In December 2020, Chase repeated Flynn’s controversial calls to action over the presidential election results, leading Cox to blast the call to action as “dangerous.”
On the other side of Virginia Republican identity, Cox received an endorsement from Senate Minority Leader Thomas Norment (R-James City.) Norment described the former Speaker of the House’s experience as critical to turning around Democratic policies enacted in the past two years.
“To begin the daunting work of restoring the common-sense conservative policies that made Virginia a national model, Republicans must win all three statewide offices and regain the majority in the House of Delegates this year,” Norment said. “But to effectively fulfill that mission, we need a Republican governor who has the extensive experience to start reversing the damage on day one. Kirk Cox will be that governor.”
Norment said, “Most importantly, Kirk Cox will win in November. A native Virginian, career educator, experienced leader, and proven campaigner, Kirk has what it takes to lead us to victory in November.”

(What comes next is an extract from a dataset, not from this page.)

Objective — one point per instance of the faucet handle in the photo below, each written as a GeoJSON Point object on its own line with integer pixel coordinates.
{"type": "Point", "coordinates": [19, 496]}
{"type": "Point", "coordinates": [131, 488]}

Norment overlooking Chase is not a surprise — Chase does not caucus with the Senate Republicans, and Norment was one of three Republican senators to vote to censure Chase earlier this year. But in a Friday email newsletter from The Republican Standard, Shaun Kenney argues that a rivalry between House of Delegates Republicans and Senate Republicans adds significance to Norment’s endorsement of Cox.
“So wide is this gulf that when then-Speaker Kirk Cox (R-Colonial Heights) cut the deal to expand Medicaid in order to avoid a Bernie-style Medicaid for All proposal, it was Norment who was left in the cold as Cox and Northam cut the deal that brought it much close to what then-Governor (and former Vice President) Mike Pence achieved in Indiana,” Kenney states.
In March, political consultant and former Trump appointee Mark Lloyd told The Virginia Star that generally, endorsements may not change people’s minds about candidates. He said, “But, if someone is still trying to make their decision, it could make the difference.”